Of course I still got NA's for a lot of them, because the missing values

in the original data.

So one thing I knew is I was going to pass the na.rm argument to call

means that would remove the missing values

from each column, before its calculating the mean.

And that, now when I call sapply on the split list, I can get the, the

means of the observed values for each of

the three variables for each of the five months.

So, so split is a very handy function for splitting arbitrary

objects according to the levels of the

factor and then applying any type of function.

To those split elements of that list.

And so here I split a data frame, you can split

other lists, you can, and, or other kinds of things too.

[SOUND].

So the last thing I want to talk about is splitting on more than one level.

So you, in the past couple of examples

what I've, I've only had a single factor variable.

And I've

split whatever the object is with a vector or a data frame.

According to the levels of that single factor.

But you might have more than one factor.

For example, you might have a variable, that, you

know, it's gender, so it has male and female.

And you might have another variable.

That has, for example, the race.

And so, you might want to look at

the combination of the levels within those factors.

And so so here, we've got, I've got f1, which is a factor with two levels.

And so I've simulated

a normal random variable with 10, with 10 observations.

6:38

I've got a factor with two levels, and each repeated

five times, and then I've got another factor with five levels.

If repeated two times.

So there are my kind of two category, two group, grouping variables here.

And I want to look at the kind of combination of the two.

So I can use the interaction function to combine all the levels

of the first one with the, all the levels of the second one.

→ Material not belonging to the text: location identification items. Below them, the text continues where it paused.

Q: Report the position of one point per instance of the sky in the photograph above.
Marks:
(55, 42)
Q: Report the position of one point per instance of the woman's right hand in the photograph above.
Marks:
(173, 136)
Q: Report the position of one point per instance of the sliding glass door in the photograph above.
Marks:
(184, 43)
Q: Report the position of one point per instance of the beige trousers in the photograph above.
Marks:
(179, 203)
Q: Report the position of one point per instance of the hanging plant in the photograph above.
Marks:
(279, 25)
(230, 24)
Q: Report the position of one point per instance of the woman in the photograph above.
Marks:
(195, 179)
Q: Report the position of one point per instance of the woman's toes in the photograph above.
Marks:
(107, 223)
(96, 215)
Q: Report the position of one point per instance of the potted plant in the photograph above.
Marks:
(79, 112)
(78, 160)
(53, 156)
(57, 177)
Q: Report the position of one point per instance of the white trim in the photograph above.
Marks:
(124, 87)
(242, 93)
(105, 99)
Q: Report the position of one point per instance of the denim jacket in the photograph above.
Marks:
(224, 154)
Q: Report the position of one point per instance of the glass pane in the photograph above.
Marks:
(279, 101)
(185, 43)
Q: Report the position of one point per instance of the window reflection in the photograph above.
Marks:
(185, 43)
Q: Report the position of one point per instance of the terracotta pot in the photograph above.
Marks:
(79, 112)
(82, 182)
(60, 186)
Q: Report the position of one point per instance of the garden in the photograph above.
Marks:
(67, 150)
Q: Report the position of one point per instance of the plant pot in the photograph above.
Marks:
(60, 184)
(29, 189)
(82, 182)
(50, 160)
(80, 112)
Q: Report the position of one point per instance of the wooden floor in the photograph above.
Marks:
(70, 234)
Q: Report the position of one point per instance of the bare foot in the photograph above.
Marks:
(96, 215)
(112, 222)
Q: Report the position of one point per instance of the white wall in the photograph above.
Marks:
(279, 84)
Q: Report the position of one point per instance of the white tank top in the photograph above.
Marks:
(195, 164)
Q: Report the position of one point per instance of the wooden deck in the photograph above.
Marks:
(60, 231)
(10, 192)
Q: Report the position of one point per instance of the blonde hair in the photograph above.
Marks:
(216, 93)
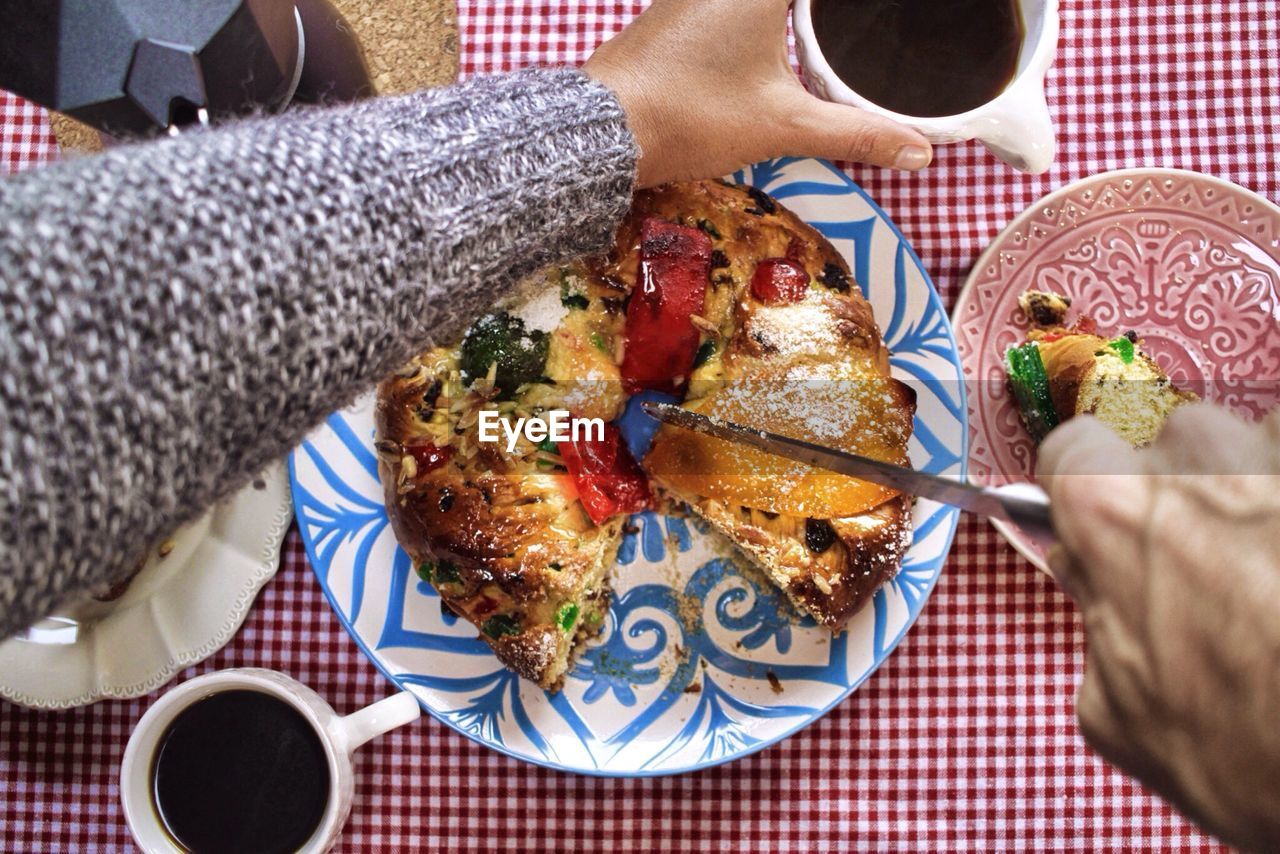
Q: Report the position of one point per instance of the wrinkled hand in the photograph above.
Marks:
(708, 88)
(1173, 555)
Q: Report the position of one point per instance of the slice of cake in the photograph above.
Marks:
(1063, 371)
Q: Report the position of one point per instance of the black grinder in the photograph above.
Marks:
(136, 67)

And so because there are two levels in the first

factor and there is five levels in the second factor

and there is a, the total combination of 10 different

levels that you can have when you combine the two together.

So when you see, when I call, when I called the

interaction function I get another factor, that kind of concatenates the

levels of one with the other, and you can see that

it prints out that there is a total of ten levels.

Okay.

7:24

So, what now I can slit my numeric vector x according to the two different levels.

So now, when I Iike, when I use, now one thing, when

I use the split function I don't have to use the interaction function.

I can just pass it a list with the two factors and it will

automatically call the interaction function for me,

and create that 10 level interaction factor.

So I can just pass the list of these two

factors in it, and you can that, it create, it returns

me a list with the levels of

the 10 different kind of interaction factor levels.

And then and then, and then the elements of

the numeric factors that are within those 10 levels.

Now of course there are, although there are 10 levels between

the two different factors, that we don't exactly observe every single combination.

And so there are some empty levels here and you

can see that some of these levels have nothing in them.

They have zero elements, whereas other levels have a number in it.

And so, so one thing you can do.

Well first I can, I could take this list and, and,

and lapply or sapply a function over it, if I wanted to.

But, sometimes it's a little bit handy to not have to keep these empty levels.

So, so the split function has an argument called drop.

8:31

And if you specify drop equals true, it will drop.

The empty levels, that are created by the splitting.

And, and this can be very handy, when you're, you're combining,

multiple different factors.

If you're only using a single factor, then doesn't, that argument doesn't really

do anything, because you'll just use all the, all the levels but, usually.

But if you have multiple factors then typically you're going to have empty

levels, just because you don't observe

every single combination of the two factors.